Calculate the line integral $I(a,b)=\int_{x^2+y^2=R^2}\limits\ln\frac{1}{\sqrt{(x-a)^2+(y-b)^2}} ds\quad(a^2+b^2\ne R^2).$

Question

Calculate the line integral $$I(a,b)=\int_{x^2+y^2=R^2}\limits\ln\frac{1}{\sqrt{(x-a)^2+(y-b)^2}} ds\quad(a^2+b^2\ne R^2).$$

The parametrized integral path can be given as $$x=R\cos t,y=R\sin t,t\in[0,2\pi].$$ Then I get into trouble when computing the integral $$-\frac{1}{2}\int_{0}^{2\pi}R\ln(a^2+b^2+R^2-2aR\cos t-2bR\sin t) dt.$$ Should I take the derivative with respect to $R$ first? Or apply integration by parts?

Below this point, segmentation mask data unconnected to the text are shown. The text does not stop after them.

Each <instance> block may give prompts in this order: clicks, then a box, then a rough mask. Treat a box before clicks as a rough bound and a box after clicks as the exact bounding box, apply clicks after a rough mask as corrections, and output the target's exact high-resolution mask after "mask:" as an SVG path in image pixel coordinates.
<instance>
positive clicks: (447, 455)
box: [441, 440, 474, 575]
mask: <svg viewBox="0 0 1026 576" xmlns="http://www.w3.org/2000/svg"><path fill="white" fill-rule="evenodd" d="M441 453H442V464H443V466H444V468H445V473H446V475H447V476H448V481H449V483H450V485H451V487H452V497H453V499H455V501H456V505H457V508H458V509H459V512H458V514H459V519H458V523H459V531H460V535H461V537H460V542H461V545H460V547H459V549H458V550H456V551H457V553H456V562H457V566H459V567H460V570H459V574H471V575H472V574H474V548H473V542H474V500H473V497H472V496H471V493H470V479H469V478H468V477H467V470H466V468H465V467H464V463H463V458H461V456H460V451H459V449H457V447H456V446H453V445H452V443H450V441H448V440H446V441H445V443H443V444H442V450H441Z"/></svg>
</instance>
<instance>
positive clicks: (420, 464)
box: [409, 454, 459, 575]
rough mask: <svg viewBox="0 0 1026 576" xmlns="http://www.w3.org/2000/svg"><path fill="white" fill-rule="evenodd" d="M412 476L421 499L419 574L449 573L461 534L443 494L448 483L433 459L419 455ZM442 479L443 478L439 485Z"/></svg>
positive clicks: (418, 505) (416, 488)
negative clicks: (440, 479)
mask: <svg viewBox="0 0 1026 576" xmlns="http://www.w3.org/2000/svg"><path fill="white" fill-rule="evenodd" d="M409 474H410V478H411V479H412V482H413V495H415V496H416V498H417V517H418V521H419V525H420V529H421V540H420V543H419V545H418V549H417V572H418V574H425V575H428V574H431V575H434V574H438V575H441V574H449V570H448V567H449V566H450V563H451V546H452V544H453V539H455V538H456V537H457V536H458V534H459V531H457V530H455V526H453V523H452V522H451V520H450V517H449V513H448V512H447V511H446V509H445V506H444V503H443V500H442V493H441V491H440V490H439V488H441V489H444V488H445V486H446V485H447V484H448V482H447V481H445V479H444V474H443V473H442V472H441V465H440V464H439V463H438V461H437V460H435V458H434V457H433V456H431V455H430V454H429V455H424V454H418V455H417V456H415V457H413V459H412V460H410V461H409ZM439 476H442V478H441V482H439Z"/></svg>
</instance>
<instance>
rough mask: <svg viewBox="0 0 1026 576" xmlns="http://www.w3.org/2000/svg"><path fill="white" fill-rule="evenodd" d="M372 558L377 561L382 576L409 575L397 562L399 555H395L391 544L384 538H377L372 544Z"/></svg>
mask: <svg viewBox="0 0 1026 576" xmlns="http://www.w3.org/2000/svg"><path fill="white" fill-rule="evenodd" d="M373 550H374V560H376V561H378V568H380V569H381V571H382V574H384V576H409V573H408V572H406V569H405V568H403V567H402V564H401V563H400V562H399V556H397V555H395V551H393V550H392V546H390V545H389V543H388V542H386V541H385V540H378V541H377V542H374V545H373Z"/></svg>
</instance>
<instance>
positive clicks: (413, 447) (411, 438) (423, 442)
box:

Update: I find the offered answer is $$I(a,b)=-2\pi R\ln\max\{R,\sqrt{a^2+b^2}\}$$ and I have examined its correctness.

Answer 1

As noted in @Dattier answer, \begin{align} I&=-\frac{1}{2}\int_{0}^{2\pi}R\ln(a^2+b^2+R^2-2aR\cos t-2bR\sin t) dt\\ &=-\frac{1}{2}\int_{0}^{2\pi}R\ln(a^2+b^2+R^2-2R\sqrt{a^2+b^2}\cos t) dt\\ \end{align} If $a^2+b^2<R^2$, $$ \ln(a^2+b^2+R^2-2R\sqrt{a^2+b^2}\cos t)=2\ln R +\ln(1-2z\cos t +z^2)$$ with $z=\frac{\sqrt{a^2+b^2}}{R}$. We have a decomposition of the second $\ln$ using a generating function for the Chebyshev polynomials: $$ \ln(1-2z\cos t +z^2)=-2\sum_{n=1}^\infty \frac{\cos nt}{n}z^n$$ Integral over $0,2\pi$ of each term of this series is zero, by symmetry. Thus $$ I=-2\pi R\ln R$$

If $a^2+b^2>R^2$, calculating along the same lines gives $$ I=-2\pi R\ln \sqrt{a^2+b^2}$$

Answer 2

Hint : $$W=C\sin(t)+D\cos(t)=(\sqrt{C^2+D^2})(\frac{C}{\sqrt{C^2+D^2}}\sin(t)+\frac{D}{\sqrt{C^2+D^2}}\cos(t))$$

$$W=\sqrt{C^2+D^2}\sin(t+\phi)=E\sin(t+\phi)$$

with $\cos(\phi)=\frac{C}{\sqrt{C^2+D^2}}$ and $ \sin(\phi)=\frac{D}{\sqrt{C^2+D^2}}$

so $$I=\int_0^{2\pi} \ln(A+C\sin(t)+B\cos(t))\text{d}t=\int_0^{2\pi} \ln(A+E\sin(t+\phi))\text{d}t$$

here a formal calculation software can complete the calculation

Answer 3

As you did, let $z=x+yi=R\cos t+iR\sin t=Re^{it}$. Let $A=a+bi$. Then $ds=Rdt=\frac{R}{iz}dz$ and hence \begin{eqnarray} I(a,b)&=&\int_{x^2+y^2=R^2}\limits\ln\frac{1}{\sqrt{(x-a)^2+(y-b)^2}} ds\\ &=&-\frac{1}{2}\int_{|z|=R}\ln(|z-A|) ds\\ &=&-\frac{R}{2}\Re\int_{|z|=R}\ln(z-A) ds\\ &=&-\frac{R}{2}\Re\int_{|z|=R}\frac{\ln(z-A)}{iz}dz. \end{eqnarray} If $|A|>R$, then $\ln(z-A)$ is analytic inside $|z|=R$ and hence \begin{eqnarray} I(a,b)&=&-\frac{R}{2}\Re2\pi\ln(-A)\\ &=&-\pi R\ln|A|. \end{eqnarray} I have problem for $|A|<R$.